2.  A few months prior to my delivery, I was at Bunco with some neighborhood ladies.  During our break, one particular lady and I struck up a conversation.  She told me about her family and that they own a funeral home downtown. I had asked her how many children she had and she went on to tell me she has four living children and one in heaven.   She felt comfortable telling me the story about her son and I listened with heart ache.   Knowing her story and her family business, I immediately got in touch with her after the loss of Jordan.  Not only was she a valuable resource about grief, but she and her husband also took care of Jordan at their funeral home at no cost!!   People definitely come into your life for a reason!

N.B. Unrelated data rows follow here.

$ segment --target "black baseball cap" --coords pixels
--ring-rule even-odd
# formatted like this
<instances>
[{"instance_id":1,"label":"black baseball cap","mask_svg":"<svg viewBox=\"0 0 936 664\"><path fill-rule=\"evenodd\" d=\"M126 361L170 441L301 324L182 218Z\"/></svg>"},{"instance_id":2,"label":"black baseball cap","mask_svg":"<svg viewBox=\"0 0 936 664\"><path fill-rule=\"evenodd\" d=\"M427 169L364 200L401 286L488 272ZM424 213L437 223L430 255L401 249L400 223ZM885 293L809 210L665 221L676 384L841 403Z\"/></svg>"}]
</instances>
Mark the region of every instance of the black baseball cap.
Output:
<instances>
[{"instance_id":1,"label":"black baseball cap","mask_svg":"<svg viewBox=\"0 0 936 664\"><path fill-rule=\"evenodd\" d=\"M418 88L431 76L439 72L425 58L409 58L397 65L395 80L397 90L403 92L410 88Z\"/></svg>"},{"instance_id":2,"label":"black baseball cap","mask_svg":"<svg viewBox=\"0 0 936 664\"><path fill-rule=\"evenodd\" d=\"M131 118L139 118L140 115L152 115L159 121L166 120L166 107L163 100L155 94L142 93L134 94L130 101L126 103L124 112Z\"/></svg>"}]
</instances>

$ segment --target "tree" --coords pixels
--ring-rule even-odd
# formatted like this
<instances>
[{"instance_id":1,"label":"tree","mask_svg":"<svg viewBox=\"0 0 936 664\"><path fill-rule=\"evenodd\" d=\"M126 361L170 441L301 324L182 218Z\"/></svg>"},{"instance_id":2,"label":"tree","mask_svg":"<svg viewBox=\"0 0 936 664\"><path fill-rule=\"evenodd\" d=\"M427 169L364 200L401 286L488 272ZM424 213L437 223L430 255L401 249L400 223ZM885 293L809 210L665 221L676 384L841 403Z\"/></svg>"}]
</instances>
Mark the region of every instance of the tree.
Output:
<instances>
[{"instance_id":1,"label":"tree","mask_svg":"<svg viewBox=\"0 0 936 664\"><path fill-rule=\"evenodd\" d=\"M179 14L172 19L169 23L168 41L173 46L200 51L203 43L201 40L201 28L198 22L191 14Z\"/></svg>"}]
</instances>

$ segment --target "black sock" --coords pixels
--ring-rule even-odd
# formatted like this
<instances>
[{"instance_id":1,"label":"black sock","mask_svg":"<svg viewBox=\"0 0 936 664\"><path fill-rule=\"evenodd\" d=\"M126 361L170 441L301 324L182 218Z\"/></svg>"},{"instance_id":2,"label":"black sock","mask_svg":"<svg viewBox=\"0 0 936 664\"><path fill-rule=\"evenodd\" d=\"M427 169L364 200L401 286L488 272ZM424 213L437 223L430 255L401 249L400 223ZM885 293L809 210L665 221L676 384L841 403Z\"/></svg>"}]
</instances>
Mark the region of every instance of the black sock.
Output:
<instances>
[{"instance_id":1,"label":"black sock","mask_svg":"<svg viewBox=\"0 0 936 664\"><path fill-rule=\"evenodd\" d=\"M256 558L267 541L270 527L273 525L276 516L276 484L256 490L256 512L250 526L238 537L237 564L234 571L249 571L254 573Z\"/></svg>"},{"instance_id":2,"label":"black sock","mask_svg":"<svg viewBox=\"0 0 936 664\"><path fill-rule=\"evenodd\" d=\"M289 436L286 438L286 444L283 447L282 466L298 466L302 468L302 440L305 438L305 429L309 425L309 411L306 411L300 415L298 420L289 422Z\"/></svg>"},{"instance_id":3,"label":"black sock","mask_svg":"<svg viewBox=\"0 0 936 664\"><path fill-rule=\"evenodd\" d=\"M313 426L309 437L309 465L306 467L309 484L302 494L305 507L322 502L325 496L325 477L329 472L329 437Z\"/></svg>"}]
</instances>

3.  The last gift was given to me at the hospital.   It was hard being at the hospital where I delivered and not with Jordan at Children's, but it was a gift in disguise.  I was full of hope for Jordan during the days we spent apart.   I had a strong feeling that he would pull through and we would be taking him home soon.   Because he was alive, yet struggling, I was pushed to stay positive.   Even though he did not make it long enough for me to see him alive, I truly believe that he kept fighting long enough for me to be discharged.  Had he passed during my stay at the hospital, I probably would have been more of a wreck! Being in the maternity ward with a bunch of new moms and new babies is totally different when you are a new mom without a new baby!